The symposium spans two decades when MJBL presented a proposal to MLB with the concept that Historically Black Colleges and Universities could play an integral role in reversing the decline of African American participation in the game. Corey Nicholson, MJBL board chairman, said “When MLB rejected our initial proposal, Bud Selig was MLB commissioner. Robert Manfred is the commissioner now and under his leadership, he’s made some commendable strides for inclusion, highlighted by the recently incorporating the Negro Leagues stats into the MLB record books. I believe he realizes the value of the sustained 20-year initiative and will incorporate some of our recommendations we present at Capitol Hill.”  Nicholson and Mansfred are Harvard Law School alumni, which may contribute to Nicholson’s optimism.

On Wednesday, a skills showcase, the Mike Berry Homerun Derby, the Opening Ceremony and pool play games highlight the day.  The showcase is a baseball skills display and runs from 10 am to 12 noon at Highland Springs High School.  The featured game between the Richmond MJBL All Stars and the Freedom Farm All Stars from Nassau Bahamas, 19-under, will start at 7 pm at the Diamond, the home of the San Francisco Giants double-A affiliate, the Richmond Flying Squirrels.

Pool play games will involve six divisions, 10-under, 12-under, 14-under, 16-under, 19-under and a women’s 18u softball championship.  Some states involved in the championships include Virginia, Connecticut, Flordia, Maryland, Michigan, North Carolina, South Carolina and Washington, DC.   On Saturday, championship games will be played in the 10-under, 12-under and 14-under competitions.  The 16-under, 19-under and women’s championships will end this year’s extravaganza on Sunday.  The Ken Free Most Valuable Player Classic Scholarship will be awarded to the top 19-under player.   The Charles “Pee Wee” Robinson Award will be presented to a 12-under or 10-under division participant.  All registered players receive a free pass to nearby Kings Dominion Theme Park.

MJBL was founded in 1966 by Dr.
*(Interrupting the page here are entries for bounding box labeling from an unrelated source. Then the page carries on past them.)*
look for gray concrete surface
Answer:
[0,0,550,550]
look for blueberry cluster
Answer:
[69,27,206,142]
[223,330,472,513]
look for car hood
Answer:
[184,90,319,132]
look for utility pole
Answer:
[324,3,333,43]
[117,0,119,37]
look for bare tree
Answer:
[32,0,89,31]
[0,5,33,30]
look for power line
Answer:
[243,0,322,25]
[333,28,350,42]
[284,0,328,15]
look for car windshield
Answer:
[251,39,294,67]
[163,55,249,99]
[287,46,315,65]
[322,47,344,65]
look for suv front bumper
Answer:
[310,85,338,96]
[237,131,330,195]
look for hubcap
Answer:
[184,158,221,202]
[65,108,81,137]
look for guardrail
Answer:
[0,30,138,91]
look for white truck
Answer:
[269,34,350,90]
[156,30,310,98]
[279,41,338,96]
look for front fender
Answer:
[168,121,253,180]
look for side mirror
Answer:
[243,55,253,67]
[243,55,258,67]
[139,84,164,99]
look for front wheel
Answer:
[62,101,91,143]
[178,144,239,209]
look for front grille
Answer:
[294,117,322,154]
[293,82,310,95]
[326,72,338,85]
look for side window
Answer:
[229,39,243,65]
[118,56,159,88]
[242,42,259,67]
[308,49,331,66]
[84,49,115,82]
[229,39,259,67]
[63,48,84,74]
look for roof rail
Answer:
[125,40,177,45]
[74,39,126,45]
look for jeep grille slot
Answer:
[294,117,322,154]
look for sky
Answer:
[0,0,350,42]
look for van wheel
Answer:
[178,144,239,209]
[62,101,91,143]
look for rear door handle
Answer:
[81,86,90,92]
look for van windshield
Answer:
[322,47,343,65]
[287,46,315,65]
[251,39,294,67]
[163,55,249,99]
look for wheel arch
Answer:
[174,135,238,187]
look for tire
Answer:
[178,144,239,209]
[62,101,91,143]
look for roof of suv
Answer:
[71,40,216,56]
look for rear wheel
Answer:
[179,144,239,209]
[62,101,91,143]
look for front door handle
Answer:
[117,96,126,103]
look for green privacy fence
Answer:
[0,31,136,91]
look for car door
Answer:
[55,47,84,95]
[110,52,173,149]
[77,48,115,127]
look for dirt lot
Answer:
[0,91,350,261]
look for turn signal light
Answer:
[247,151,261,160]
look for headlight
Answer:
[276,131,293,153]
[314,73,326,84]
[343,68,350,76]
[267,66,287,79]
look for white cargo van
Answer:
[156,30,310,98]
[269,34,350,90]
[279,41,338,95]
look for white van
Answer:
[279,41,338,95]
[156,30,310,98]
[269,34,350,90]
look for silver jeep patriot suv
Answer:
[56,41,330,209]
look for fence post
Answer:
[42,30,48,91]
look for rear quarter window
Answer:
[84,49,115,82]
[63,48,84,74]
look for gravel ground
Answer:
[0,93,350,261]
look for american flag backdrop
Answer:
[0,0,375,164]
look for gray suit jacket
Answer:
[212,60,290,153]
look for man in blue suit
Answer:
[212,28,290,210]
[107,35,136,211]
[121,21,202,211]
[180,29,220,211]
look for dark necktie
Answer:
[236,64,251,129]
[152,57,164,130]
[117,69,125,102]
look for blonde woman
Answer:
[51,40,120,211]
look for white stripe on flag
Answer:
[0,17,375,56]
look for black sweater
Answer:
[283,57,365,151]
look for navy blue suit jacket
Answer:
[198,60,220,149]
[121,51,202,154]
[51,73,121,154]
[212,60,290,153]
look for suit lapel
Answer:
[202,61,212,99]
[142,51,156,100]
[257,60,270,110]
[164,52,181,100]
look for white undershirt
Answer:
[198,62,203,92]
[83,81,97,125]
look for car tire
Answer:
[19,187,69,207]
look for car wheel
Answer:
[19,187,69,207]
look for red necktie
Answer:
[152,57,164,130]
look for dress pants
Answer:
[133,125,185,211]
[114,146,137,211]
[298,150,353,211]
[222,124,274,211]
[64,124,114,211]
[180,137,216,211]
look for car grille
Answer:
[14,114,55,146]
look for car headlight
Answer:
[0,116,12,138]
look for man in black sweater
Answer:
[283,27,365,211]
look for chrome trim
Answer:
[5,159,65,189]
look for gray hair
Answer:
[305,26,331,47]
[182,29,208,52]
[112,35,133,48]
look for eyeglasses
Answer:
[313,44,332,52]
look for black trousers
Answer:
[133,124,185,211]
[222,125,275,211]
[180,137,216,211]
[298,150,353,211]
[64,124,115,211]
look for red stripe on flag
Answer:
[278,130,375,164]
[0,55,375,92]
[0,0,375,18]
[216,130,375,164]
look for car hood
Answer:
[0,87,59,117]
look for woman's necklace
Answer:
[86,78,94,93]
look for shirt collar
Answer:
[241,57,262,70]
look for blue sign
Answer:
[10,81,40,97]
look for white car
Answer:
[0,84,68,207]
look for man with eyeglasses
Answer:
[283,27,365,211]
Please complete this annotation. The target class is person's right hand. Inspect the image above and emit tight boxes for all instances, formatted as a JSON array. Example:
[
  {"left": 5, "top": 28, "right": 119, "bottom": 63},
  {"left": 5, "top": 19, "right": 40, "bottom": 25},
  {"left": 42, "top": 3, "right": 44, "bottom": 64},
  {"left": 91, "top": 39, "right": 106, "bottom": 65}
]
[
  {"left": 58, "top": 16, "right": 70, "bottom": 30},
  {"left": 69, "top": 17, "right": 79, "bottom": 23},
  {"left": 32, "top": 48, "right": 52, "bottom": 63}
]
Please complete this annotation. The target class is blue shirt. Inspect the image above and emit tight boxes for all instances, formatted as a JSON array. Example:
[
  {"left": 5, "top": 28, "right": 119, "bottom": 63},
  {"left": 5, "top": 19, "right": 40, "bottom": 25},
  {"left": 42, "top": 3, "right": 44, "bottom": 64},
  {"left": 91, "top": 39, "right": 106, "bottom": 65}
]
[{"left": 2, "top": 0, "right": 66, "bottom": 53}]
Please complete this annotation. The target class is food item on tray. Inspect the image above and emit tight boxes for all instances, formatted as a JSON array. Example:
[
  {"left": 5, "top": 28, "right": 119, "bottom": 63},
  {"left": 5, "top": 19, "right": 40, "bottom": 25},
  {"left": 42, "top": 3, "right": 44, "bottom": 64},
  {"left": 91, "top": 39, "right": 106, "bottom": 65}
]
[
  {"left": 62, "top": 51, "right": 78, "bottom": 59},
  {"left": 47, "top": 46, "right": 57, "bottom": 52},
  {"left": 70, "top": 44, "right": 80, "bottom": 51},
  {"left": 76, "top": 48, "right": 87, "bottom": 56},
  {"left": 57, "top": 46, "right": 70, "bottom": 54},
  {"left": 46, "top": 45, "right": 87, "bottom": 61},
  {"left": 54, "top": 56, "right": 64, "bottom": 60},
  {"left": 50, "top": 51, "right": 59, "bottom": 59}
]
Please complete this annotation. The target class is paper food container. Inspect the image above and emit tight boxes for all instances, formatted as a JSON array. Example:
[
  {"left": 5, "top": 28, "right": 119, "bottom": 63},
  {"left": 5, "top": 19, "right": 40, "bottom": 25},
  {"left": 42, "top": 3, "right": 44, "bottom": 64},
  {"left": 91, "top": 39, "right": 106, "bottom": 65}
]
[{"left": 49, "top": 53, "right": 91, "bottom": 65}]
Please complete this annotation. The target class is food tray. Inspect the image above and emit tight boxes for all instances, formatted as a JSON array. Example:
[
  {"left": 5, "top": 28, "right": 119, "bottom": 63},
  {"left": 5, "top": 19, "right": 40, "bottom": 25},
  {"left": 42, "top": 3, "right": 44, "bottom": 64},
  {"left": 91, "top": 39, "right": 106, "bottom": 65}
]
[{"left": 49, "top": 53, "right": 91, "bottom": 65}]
William M.T. Forrester, the late father of current Executive Director William “Bill” Forrester. The league was established in Richmond during segregation when Black youngsters had limited opportunities to participate in organized baseball.  While open to everyone, MJBL remains the only national youth league geared toward inner-city Black athletes. Forrester recently released the book Black World Series, chronicling the amazing MJBL journey.  Nicholson and other MJBL supporters believe this year’s event builds on the organization’s illustrious history.